Metal ion selection and optimizing cationization conditions is a tedious process, frequently involving significant trial and error.²⁷ Computational methods can accelerate this task by screening the utility of candidate metal ions in silico prior to mass spectrometry, providing insight into the best metal ions to explore. Calculating the change in Gibbs Energy (ΔG) (eqn (1)), allows estimation of thermodynamic favourability for cannabinoid metal complexation.

ΔG = G_{[MCannabinoid]⁺} − (G_Cannabinoid + G_M⁺) (1)

Using this approach, pre-screening a wide variety of metal ions in various oxidation states can be accomplished, identifying potential candidates for mass spectrometry applications.

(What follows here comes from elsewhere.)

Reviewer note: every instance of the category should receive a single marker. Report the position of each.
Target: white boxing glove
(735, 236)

In this work, computational chemistry and design of experiment (DoE)²⁸ were employed to develop an improved method for differentiating and quantifying trace-level CBD and THC using on-paper copper cationization with PS-MS. Following computational screening, ESI-HRMS was used to evaluate promising candidates, which were subsequently evaluated for analytical performance by ESI with a triple quadrupole mass spectrometer. DoE was used to optimize copper cationization conditions for PS-MS which is sensitive to the concentration of impregnated metal cations. Final optimized quantitative evaluations were conducted using PS-MS/MS with a triple quadrupole mass spectrometer. Using on-paper cationization with PS-MS simplifies the analytical workflow by reducing reagent consumption per measurement and sample preparation steps.^19,21,24 We present a sensitive method for selectively quantifying THC and CBD that meets regulatory sensitivity guidelines.^4,5

Experimental

Reagents and materials

HPLC-grade methanol, acetonitrile, and water (<10 ppb total metal content) were purchased from Fisher Scientific (Vancouver, BC, Canada). Human saliva was sourced from anonymous volunteers. Whatman 31ET pointed PS-MS strips (6 mm base, 29 mm from base to tip, 38° tip angle) were obtained courtesy of Thermo Fisher Scientific (San Jose, California, USA). Metal salts (CuCl, LiOAc, PdCl₂, SnCl₂) were purchased from Sigma Aldrich Chemical Company (Burlington, Massachusetts, USA). Methanolic cannabinoid standards (THC, CBD, CBD-d₉) were purchased from the Cerilliant Chemical Company (Round Rock, Texas, USA). Unless otherwise noted, all solutions, standards, and samples were prepared in 2 mL glass vials with Teflon™ faced septa caps from Fisher Scientific (Mississauga, Ontario, Canada).

Computational methods

Computations were performed using the Digital Research Alliance of Canada (DRAC) clusters, Graham, and Cedar. The software package employed was Gaussian 16 revision C.01, using Gaussview 6.1.1 for visualization and modelling.^29,30 Free energies for gas phase and solvated systems were calculated using the ωB97XD functional^31,32 and def2-TZVPPD basis set, with basis sets obtained courtesy of BasisSetExchange.org.^33–39 Two solvated systems, MeOH and H₂O, were investigated using the SMD solvation model included in the Gaussian package. The free energies for metal ions, cannabinoids, and cannabinoid metal adducts were calculated individually in each solvent system. Gibb's energy for solvated systems were calculated using the electronic energy from the SMD calculation, with the thermal free energy correction from the gas phase system.⁴⁰ Initial structures were optimized using a HF LanL2DZ level of theory prior to optimization with more computationally expensive methods.^41,42 Input files and output files are openly available in the Vancouver Island University Dataverse (see SI).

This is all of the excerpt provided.